Polusi Suara dan Kehidupan Laut

Edison 9955 kali gagal menemukan lampu pijar yang menyala. Jika ia berhenti di percobaan ke 9956, mungkin sekarang kita tidak akan punya lampu.
Tulisan dari Lampu Edison tidak mewakili pandangan dari redaksi kumparan
Makhluk hidup di bawah laut merespon suara untuk mengenali habitatnya.
Mamalia laut seperti paus, singa laut, anjing laut, dan lumba-lumba menangkap suara di bawah laut untuk mendeteksi hewan buruan juga musuh mereka. Polusi suara di laut mampu meningkatan hormon stres pada paus akibat polusi suara. Efeknya pola makan dan reproduksi paus dapat berubah.
Aktivitas manusia yang secara langsung meningkatkan polusi suara misalnya eksplorasi minyak di lepas pantai. Pengeboran dan suara mesin kapal dapat meningkatkan kebisingan. Berkurangnya es di kutub utara secara tidak langsung berpengaruh pada polusi suara di laut. Lapisan es adalah penyerap suara dari permukaan air agar tidak masuk ke bawah laut. Selain itu, es yang mencair akan memperluas habitat bagi hewan laut. Migrasi hewan dari sub-artik ke utara telah terjadi. Selain meningkatkan kebisingan, migrasi hewan laut juga berdampak pada kompetisi makanan dan penyebaran penyakit.

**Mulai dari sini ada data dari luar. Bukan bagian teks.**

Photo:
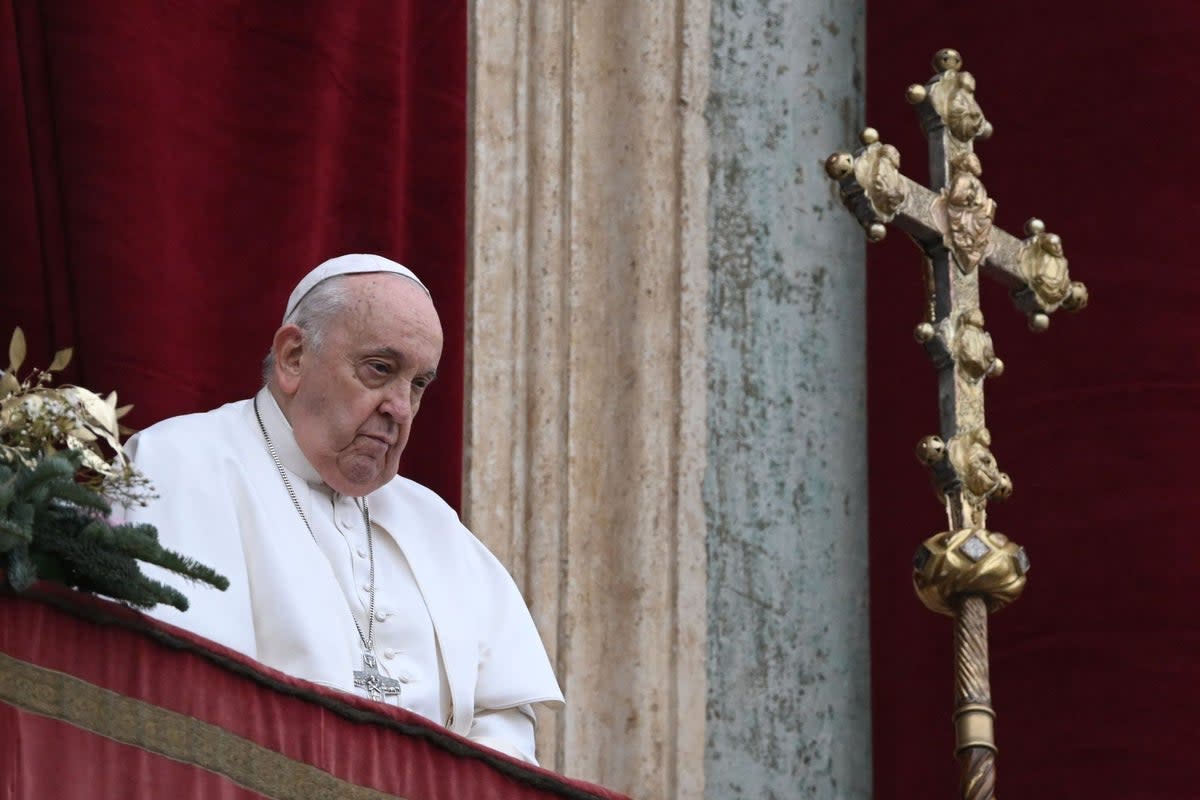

Polusi udara selain berdampak pada kondisi fisiologi hewan juga mengganggu komunikasi antar kelompok. Komunikasi ini menjadi penting apalagi ketika masuk musim kawin. Dalam jangka panjang, ini akann berdampak pada kelangsungan hidup makhluk laut. Berbagai cara dapat dilakukan untuk mengurangi polusi suara di laut misalnya dengan mengurangi laju kapal serta lebih bijaksana dalam merencanakan transportasi laut. Upaya untuk mengurangi dampak aktivitas manusia terhadap pemanasan global juga terus dilakukan.